En un análisis profundo sobre la trayectoria económica del país, el Banco Mundial destaca a Paraguay como un ejemplo de resiliencia y estabilidad en la región. Sin embargo, advierte que para sostener el ritmo de crecimiento del 4,4% y alcanzar los objetivos de la estrategia Paraguay 2X, es imperativo saltar de un modelo basado en recursos naturales a uno impulsado por el capital humano, la formalización laboral y una infraestructura logística de clase mundial.
Paraguay ha logrado lo que pocos en Sudamérica: mantener una disciplina macroeconómica férrea mientras reduce significativamente la pobreza. Este informe de abril de 2026 del Banco Mundial subraya que la estabilidad no es un fin en sí mismo, sino la base sobre la cual se debe construir la siguiente etapa del desarrollo. Según el organismo, el éxito paraguayo se ha cimentado en un sector agroexportador vibrante, pero el futuro exige una diversificación productiva.
Las lecciones identificadas por el Banco Mundial para este periodo son claras:
- Productividad e Innovación: Ya no basta con exportar materias primas. El país debe integrar tecnología y valor agregado en origen, algo que ya estamos viendo con la primera fábrica de langostinos y la exportación de alimentos procesados a Brasil.
- Calidad del Empleo: El reciente récord de 827.000 trabajadores formales en IPS es un paso gigante, pero la informalidad sigue siendo el “ancla” que frena el consumo interno y la recaudación.

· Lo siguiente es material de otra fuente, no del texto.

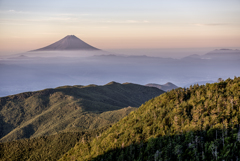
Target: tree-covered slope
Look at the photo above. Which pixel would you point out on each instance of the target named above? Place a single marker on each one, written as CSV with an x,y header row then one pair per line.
x,y
68,108
44,147
198,123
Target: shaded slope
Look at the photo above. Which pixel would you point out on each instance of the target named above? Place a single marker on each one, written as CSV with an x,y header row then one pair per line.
x,y
69,42
201,123
44,147
49,111
166,87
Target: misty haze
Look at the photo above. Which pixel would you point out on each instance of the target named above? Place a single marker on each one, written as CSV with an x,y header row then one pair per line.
x,y
62,63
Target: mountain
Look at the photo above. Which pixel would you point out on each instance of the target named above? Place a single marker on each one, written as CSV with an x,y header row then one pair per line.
x,y
198,123
165,87
69,42
199,83
68,108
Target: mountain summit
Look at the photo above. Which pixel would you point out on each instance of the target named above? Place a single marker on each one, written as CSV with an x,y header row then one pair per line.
x,y
69,42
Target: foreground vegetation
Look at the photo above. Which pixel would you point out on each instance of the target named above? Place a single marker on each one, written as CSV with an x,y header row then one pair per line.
x,y
68,109
45,147
198,123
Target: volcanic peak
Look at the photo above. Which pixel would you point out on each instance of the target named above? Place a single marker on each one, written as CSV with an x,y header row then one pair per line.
x,y
70,42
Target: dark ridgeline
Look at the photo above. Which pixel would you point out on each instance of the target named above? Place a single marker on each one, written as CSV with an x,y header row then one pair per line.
x,y
69,42
166,87
69,108
198,123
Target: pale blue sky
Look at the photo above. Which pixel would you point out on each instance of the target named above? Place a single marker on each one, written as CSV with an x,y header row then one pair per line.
x,y
28,24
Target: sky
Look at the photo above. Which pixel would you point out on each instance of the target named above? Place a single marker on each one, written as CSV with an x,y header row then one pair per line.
x,y
26,25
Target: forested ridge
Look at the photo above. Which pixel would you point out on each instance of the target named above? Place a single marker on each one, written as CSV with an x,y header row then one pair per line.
x,y
197,123
69,109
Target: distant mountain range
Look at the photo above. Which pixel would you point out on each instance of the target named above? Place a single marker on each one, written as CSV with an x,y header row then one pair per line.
x,y
165,87
225,54
69,42
69,108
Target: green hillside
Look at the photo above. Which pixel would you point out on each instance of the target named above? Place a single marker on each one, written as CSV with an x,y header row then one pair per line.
x,y
44,147
199,123
68,108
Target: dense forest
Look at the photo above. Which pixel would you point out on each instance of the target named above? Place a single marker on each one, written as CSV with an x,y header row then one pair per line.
x,y
69,109
196,123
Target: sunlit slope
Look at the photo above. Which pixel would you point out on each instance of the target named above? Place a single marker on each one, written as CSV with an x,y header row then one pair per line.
x,y
201,123
68,108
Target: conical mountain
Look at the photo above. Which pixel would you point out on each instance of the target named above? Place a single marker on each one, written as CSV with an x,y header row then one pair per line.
x,y
69,42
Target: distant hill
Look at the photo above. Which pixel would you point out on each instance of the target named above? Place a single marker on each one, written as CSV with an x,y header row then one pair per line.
x,y
220,54
68,108
198,123
199,83
166,87
69,42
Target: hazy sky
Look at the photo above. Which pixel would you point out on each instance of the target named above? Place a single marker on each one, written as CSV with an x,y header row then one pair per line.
x,y
108,24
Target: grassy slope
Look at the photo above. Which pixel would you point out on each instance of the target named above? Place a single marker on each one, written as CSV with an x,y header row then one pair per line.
x,y
68,108
201,115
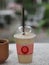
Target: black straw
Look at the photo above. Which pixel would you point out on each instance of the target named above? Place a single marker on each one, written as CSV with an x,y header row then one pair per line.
x,y
23,23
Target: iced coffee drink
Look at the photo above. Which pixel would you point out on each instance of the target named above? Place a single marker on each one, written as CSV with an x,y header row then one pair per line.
x,y
25,47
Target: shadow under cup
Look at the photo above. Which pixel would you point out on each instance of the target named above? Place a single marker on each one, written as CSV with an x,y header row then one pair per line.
x,y
4,50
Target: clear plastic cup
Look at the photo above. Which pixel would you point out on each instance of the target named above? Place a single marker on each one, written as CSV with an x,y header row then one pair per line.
x,y
25,44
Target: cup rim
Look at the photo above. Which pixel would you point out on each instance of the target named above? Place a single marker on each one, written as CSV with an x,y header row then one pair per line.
x,y
4,41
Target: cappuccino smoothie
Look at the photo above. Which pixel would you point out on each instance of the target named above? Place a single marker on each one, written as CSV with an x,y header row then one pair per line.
x,y
25,47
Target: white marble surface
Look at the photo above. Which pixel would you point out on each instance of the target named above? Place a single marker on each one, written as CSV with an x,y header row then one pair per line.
x,y
40,56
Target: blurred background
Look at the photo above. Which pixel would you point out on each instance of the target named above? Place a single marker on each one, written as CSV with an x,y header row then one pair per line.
x,y
36,16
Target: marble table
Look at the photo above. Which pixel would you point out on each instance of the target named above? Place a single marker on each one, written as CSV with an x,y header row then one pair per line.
x,y
40,56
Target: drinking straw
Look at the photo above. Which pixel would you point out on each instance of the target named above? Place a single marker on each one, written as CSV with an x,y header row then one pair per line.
x,y
23,22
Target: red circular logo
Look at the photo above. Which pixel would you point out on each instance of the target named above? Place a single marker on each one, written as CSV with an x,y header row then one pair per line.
x,y
25,49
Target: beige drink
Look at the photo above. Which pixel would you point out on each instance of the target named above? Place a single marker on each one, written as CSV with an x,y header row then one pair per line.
x,y
25,47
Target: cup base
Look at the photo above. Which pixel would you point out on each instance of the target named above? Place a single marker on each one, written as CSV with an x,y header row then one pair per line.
x,y
25,58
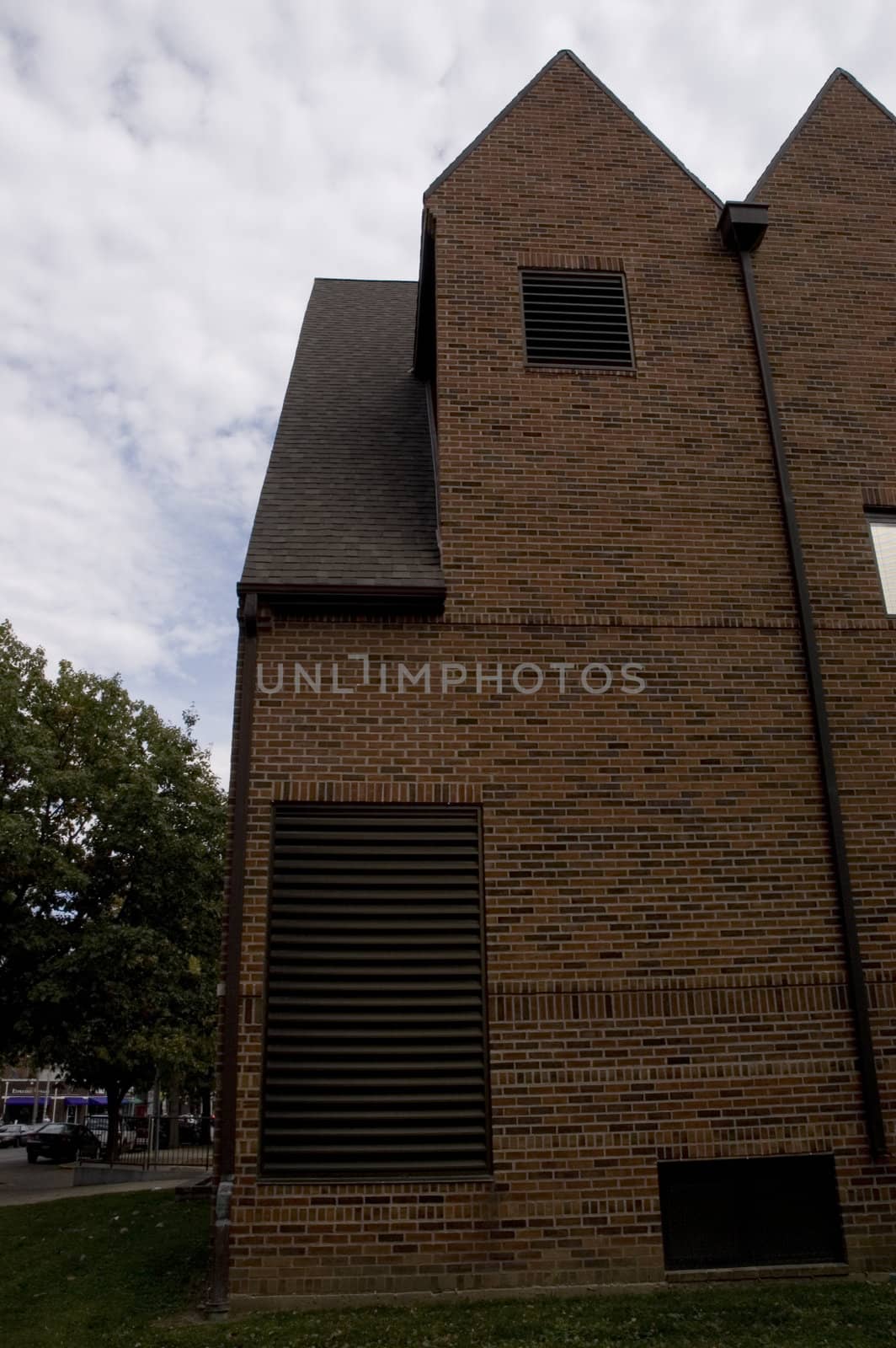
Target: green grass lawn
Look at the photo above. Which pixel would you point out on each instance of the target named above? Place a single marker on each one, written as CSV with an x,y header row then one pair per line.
x,y
109,1271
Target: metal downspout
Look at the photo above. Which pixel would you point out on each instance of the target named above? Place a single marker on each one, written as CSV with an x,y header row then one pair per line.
x,y
219,1297
855,970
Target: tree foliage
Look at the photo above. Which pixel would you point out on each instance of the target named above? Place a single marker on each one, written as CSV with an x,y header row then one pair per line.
x,y
111,880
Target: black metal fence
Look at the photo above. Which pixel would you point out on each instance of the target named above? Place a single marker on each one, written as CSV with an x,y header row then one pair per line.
x,y
159,1141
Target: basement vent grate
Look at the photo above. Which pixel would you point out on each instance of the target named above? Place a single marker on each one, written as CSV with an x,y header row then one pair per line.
x,y
577,318
748,1212
375,1038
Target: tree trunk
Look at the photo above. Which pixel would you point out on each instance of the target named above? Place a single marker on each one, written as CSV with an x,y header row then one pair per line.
x,y
115,1095
205,1122
174,1115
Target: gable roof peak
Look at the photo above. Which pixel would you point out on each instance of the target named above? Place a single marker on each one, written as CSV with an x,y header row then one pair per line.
x,y
566,54
839,73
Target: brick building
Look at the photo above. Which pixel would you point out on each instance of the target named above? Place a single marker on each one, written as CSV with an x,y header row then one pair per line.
x,y
561,923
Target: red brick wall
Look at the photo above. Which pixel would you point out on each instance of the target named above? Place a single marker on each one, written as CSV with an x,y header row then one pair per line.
x,y
666,972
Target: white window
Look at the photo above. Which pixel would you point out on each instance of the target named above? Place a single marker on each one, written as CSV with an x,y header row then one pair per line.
x,y
884,538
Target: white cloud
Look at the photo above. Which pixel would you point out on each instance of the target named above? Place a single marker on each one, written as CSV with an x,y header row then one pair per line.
x,y
173,175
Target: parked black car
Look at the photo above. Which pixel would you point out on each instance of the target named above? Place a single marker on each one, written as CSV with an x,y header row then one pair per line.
x,y
62,1142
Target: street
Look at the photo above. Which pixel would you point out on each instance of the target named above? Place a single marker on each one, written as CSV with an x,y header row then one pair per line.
x,y
18,1179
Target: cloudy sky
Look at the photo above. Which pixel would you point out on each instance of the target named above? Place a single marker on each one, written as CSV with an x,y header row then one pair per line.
x,y
173,175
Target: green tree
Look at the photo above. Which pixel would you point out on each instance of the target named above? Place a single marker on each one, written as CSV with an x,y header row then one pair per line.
x,y
111,880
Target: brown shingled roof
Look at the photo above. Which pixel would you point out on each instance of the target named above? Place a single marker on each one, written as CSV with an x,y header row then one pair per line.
x,y
349,495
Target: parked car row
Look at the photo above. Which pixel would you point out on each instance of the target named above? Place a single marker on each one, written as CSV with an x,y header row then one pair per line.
x,y
13,1134
62,1142
72,1141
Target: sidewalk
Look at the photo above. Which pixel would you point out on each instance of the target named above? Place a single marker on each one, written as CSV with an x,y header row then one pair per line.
x,y
17,1197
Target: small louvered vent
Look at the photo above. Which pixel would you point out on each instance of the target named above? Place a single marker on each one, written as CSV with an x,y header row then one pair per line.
x,y
576,318
375,1045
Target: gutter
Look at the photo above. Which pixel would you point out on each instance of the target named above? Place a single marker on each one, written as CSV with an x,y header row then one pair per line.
x,y
743,227
217,1307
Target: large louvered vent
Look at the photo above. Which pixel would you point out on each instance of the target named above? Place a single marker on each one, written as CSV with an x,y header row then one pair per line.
x,y
576,318
375,1044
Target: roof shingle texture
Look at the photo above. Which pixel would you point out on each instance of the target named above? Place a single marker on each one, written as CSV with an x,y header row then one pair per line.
x,y
349,494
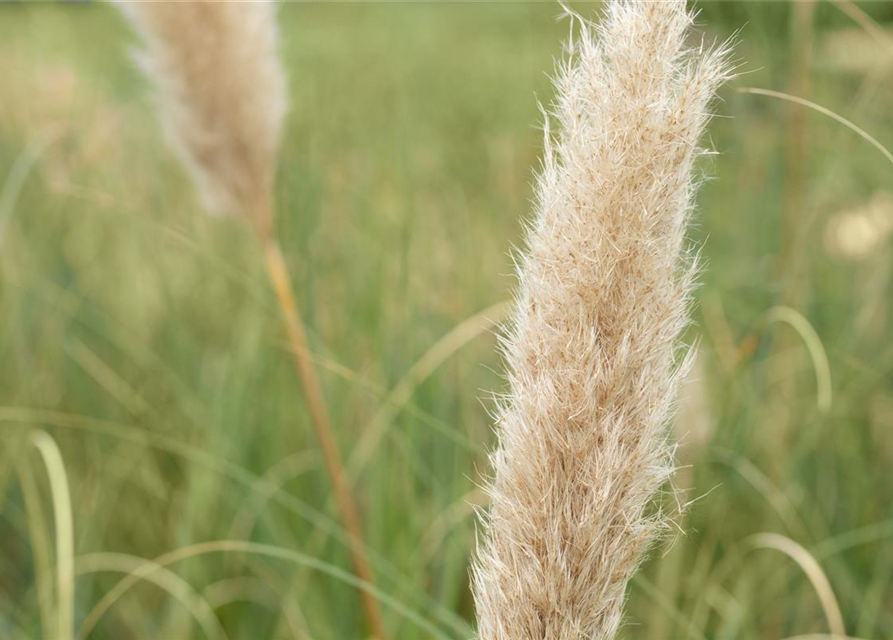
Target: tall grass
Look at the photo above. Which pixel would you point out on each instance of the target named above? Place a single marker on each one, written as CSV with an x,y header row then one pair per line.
x,y
129,323
593,350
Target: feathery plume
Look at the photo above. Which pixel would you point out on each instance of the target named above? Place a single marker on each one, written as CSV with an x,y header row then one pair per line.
x,y
593,352
221,96
220,92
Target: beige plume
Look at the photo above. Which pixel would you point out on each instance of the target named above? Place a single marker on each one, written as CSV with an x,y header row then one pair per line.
x,y
593,353
221,94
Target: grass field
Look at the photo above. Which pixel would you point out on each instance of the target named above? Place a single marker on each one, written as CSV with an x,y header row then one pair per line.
x,y
139,334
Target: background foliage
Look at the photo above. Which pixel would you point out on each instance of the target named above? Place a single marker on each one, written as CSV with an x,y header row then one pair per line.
x,y
139,333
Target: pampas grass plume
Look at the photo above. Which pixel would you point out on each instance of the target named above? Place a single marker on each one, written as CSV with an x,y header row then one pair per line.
x,y
221,94
593,352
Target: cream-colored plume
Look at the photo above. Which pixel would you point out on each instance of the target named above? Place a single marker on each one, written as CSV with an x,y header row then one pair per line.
x,y
593,354
221,94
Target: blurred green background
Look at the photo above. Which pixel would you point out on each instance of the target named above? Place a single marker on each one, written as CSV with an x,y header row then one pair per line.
x,y
140,333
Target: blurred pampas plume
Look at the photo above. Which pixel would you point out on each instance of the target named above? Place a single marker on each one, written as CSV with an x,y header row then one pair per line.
x,y
593,352
220,94
221,98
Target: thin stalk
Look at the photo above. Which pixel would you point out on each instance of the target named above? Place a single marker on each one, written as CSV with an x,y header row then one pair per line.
x,y
319,420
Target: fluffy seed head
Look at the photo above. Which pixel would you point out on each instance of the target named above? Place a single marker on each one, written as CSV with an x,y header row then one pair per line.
x,y
593,352
221,94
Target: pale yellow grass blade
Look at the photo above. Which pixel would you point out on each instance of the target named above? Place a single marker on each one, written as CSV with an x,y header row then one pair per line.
x,y
824,111
813,571
801,325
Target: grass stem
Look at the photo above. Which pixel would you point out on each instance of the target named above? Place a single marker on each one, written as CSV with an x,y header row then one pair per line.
x,y
319,420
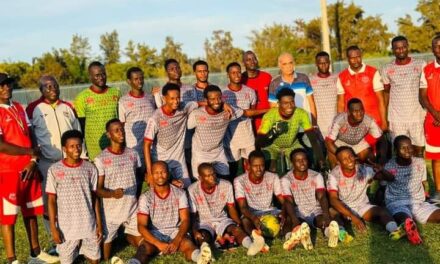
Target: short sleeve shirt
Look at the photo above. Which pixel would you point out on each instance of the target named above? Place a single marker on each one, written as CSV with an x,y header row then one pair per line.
x,y
259,196
300,119
303,191
163,212
407,187
211,207
97,109
352,190
73,187
119,171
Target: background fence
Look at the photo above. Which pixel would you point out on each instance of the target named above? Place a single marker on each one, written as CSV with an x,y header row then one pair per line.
x,y
68,93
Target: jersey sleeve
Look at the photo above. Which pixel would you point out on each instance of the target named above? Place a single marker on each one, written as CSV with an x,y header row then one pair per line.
x,y
285,186
377,82
151,129
79,105
332,183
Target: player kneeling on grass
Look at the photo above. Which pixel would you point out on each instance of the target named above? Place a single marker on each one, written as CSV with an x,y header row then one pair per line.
x,y
117,169
405,194
211,200
347,187
74,210
254,192
305,197
164,221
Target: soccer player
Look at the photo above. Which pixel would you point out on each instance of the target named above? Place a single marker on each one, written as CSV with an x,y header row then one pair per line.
x,y
210,123
50,118
117,169
429,97
95,106
74,210
165,135
255,191
362,81
347,188
164,221
239,140
297,82
401,79
201,72
135,108
258,80
405,194
305,197
214,214
277,135
324,92
354,129
20,190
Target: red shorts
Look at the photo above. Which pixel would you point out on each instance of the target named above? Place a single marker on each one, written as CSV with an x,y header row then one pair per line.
x,y
432,135
16,195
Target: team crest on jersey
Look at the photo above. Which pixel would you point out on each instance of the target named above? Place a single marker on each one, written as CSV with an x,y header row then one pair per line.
x,y
365,79
163,123
90,100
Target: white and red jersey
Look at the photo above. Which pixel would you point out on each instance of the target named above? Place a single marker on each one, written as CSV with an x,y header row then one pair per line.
x,y
211,207
407,187
14,129
240,133
134,112
259,196
73,187
303,191
49,122
119,171
352,189
163,212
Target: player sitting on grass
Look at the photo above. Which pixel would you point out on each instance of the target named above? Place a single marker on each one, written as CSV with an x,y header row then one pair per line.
x,y
347,187
254,193
405,194
305,197
74,210
211,200
164,221
117,169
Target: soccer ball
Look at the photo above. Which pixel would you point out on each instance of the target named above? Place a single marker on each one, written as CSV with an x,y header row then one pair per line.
x,y
270,225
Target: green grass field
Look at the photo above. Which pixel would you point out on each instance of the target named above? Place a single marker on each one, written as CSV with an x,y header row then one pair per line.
x,y
373,247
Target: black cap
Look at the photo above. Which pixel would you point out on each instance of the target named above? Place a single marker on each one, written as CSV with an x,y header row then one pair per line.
x,y
4,78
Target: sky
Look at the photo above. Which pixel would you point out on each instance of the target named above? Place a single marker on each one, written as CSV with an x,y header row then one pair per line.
x,y
32,27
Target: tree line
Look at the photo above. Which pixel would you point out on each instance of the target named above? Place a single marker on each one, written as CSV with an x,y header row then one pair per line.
x,y
348,25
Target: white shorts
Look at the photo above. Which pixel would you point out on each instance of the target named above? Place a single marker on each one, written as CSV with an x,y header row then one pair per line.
x,y
69,250
111,229
358,148
217,228
235,154
419,211
219,162
415,131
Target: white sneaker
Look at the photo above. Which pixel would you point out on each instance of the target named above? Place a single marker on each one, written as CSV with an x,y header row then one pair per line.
x,y
257,244
306,240
294,239
116,260
333,234
43,258
205,254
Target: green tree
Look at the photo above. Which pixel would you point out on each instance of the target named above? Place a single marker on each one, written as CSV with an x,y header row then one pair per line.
x,y
110,47
220,51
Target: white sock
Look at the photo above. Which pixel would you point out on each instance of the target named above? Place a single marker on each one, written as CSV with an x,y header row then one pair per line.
x,y
247,242
391,226
195,255
326,231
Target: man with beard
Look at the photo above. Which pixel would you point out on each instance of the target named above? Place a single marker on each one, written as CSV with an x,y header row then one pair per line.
x,y
94,107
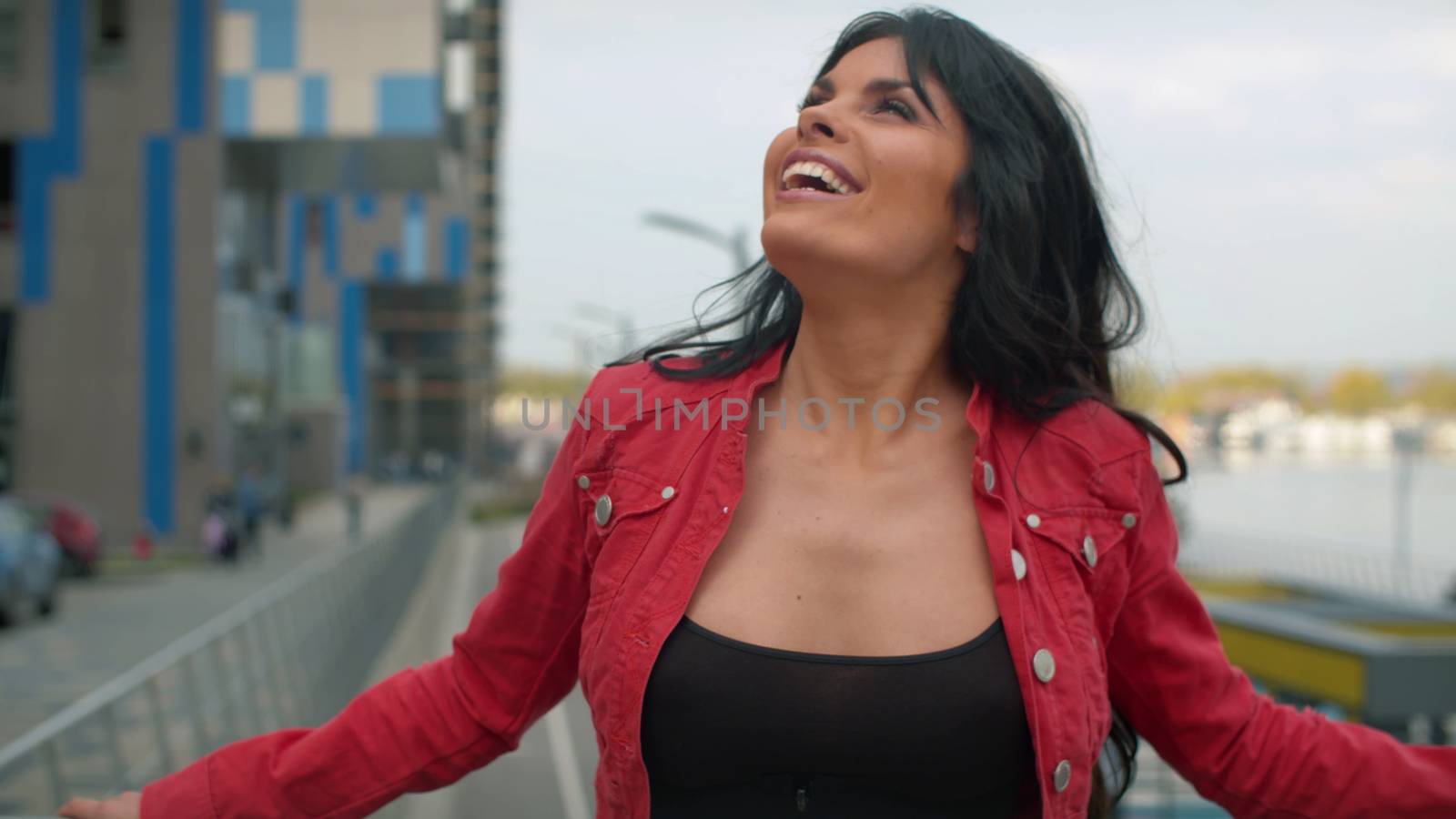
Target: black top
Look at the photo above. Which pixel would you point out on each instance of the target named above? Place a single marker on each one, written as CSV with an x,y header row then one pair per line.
x,y
732,729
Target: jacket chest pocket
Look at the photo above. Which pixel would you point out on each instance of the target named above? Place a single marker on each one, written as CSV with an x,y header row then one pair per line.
x,y
1081,550
622,511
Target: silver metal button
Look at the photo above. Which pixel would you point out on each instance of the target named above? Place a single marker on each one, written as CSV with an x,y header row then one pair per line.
x,y
1062,777
1045,665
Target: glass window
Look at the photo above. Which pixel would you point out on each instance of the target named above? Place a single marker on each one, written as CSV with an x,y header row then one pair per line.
x,y
9,36
106,33
7,182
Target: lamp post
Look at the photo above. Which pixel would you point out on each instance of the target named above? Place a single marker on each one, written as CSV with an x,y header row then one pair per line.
x,y
623,324
737,245
1407,446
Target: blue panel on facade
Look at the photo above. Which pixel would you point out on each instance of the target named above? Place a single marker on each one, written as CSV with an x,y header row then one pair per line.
x,y
40,160
331,237
351,368
238,102
189,66
408,104
276,33
313,104
414,238
364,206
386,263
298,216
458,247
157,471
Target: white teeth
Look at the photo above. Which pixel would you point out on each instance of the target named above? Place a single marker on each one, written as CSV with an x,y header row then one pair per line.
x,y
819,171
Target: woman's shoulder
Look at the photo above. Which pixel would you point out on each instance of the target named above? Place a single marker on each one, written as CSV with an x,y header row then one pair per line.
x,y
1099,430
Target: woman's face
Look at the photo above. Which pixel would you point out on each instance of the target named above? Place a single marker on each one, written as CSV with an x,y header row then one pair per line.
x,y
902,164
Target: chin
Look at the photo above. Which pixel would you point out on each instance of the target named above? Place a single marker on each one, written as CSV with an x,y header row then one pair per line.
x,y
794,249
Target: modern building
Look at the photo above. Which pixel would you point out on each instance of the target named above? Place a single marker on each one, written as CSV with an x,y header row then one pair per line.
x,y
203,208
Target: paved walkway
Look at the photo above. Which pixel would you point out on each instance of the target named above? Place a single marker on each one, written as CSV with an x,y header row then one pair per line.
x,y
106,624
552,771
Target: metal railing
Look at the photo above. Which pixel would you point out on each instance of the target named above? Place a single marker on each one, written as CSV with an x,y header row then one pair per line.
x,y
290,654
1429,579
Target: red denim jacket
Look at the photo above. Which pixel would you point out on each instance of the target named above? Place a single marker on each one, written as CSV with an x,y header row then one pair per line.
x,y
1082,547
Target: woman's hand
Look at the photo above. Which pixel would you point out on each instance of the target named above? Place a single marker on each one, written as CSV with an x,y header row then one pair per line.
x,y
121,806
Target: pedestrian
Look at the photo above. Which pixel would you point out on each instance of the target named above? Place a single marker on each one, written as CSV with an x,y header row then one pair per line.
x,y
251,509
924,614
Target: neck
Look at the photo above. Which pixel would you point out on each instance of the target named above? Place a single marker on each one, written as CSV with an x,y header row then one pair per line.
x,y
844,365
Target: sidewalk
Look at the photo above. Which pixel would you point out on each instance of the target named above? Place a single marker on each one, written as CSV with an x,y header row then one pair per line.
x,y
551,774
106,624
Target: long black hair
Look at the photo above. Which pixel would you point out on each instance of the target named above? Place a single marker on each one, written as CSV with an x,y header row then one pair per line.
x,y
1045,300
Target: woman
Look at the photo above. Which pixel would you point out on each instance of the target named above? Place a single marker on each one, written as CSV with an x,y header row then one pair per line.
x,y
944,610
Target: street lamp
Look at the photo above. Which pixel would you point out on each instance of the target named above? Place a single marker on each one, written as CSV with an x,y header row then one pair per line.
x,y
737,244
623,322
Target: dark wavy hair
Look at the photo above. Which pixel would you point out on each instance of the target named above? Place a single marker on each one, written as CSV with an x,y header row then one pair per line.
x,y
1045,300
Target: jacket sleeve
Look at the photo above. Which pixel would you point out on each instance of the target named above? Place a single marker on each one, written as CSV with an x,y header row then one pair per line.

- Infraestructura como Catalizador: El informe pone especial énfasis en que la competitividad paraguaya depende de su conectividad. Aquí, la Hidrovía Paraguay-Paraná y el Corredor Bioceánico no son solo obras públicas, sino las arterias que permitirán que Paraguay se consolide como el hub logístico regional que el plan “Paraguay 2X” propone.
Desde la perspectiva de Mundo Fluvial Marítimo, analizamos cómo estas lecciones se aplican al río:
- Formación de Capital Humano: El pedido del Banco Mundial de mejorar la educación técnica coincide con la necesidad del sector fluvial de contar con tripulantes y técnicos navales certificados bajo estándares globales.
- Sostenibilidad del Modelo: El crecimiento debe ser verde. La inversión en dragado y modernización portuaria debe ir de la mano con la protección de los ecosistemas, asegurando que el desarrollo económico no comprometa el recurso hídrico.
- Atracción de Capital de Calidad: Con el grado de inversión y la estabilidad ratificada, el sector fluvial está en la “vidriera” para captar fondos que permitan renovar la flota con tecnologías más eficientes y menos contaminantes.